37 令嬢教育
37 令嬢教育
イシュア国における教育制度は、王都のみで確立しています。王都には6歳以上の庶民が通える学校が3つあり、文字の読み書きと基本的な算術を学ぶ事ができます。それ以外は、職業訓練学校と言える授業が行われています。そして、12歳ぐらいから見習いとして王都の労働力に組み込まれます。庶民の初等教育だけは、国や貴族が面倒を見ています。
貴族の子供達は、13歳から18歳の6年間、中高等教育を提供する学園で学ぶ事ができます。国の指導者になるべき存在である貴族層への教育であるため、学園では様々な知識を提供します。貴族として型にはまった教育を施す学園でしたが、異国へ嫁いだセーラ・ミノー公爵夫人が中心となって学園が大きく変わり、より実践的な高度な知識を学ぶ場所へと変化しています。
学園に入学する以前の貴族の子供達は、制度上、庶民と同じ初等学校へ通う事は可能ですが、多くの貴族令息令嬢は、各家庭で家庭教師を雇います。

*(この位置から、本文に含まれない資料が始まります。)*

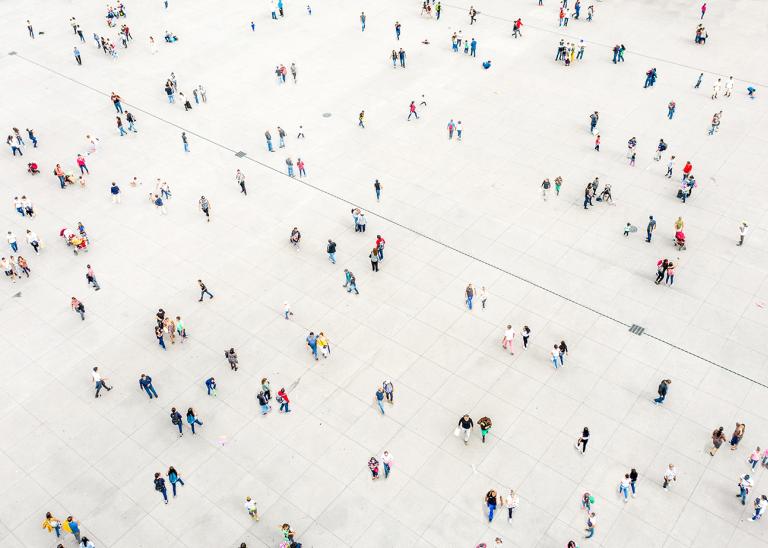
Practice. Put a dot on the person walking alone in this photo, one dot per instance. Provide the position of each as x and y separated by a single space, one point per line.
662 391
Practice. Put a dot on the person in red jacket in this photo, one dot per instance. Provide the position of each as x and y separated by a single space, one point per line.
687 170
282 399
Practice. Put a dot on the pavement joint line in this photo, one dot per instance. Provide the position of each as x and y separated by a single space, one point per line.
398 224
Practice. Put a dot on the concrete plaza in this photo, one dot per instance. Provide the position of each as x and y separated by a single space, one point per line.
451 213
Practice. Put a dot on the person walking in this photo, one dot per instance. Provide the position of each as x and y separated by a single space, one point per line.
160 486
650 228
240 178
203 291
312 344
72 526
743 229
231 356
465 428
145 383
176 420
591 522
99 381
331 250
583 440
174 478
491 500
389 391
554 355
373 466
263 403
192 420
745 485
52 524
717 440
738 433
508 339
662 391
205 207
250 506
374 257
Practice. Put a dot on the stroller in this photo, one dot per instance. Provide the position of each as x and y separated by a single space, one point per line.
77 242
680 240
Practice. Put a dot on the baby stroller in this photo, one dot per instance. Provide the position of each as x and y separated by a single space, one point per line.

その家庭教師に初等教育部分を任せるのが、貴族の一般的なルートになります。ただし、単純な初等教育だけでなく、貴族としてのマナー教育や歴史教育などを行うのが普通です。
貴族社会を構成する基本知識を学ばせる家庭教育に指導を任せる仕組みは、事業などを実施できない領地を持たない中級貴族達の雇用対策でもあります。だから、この制度についての不満が貴族社会から出る事はありません。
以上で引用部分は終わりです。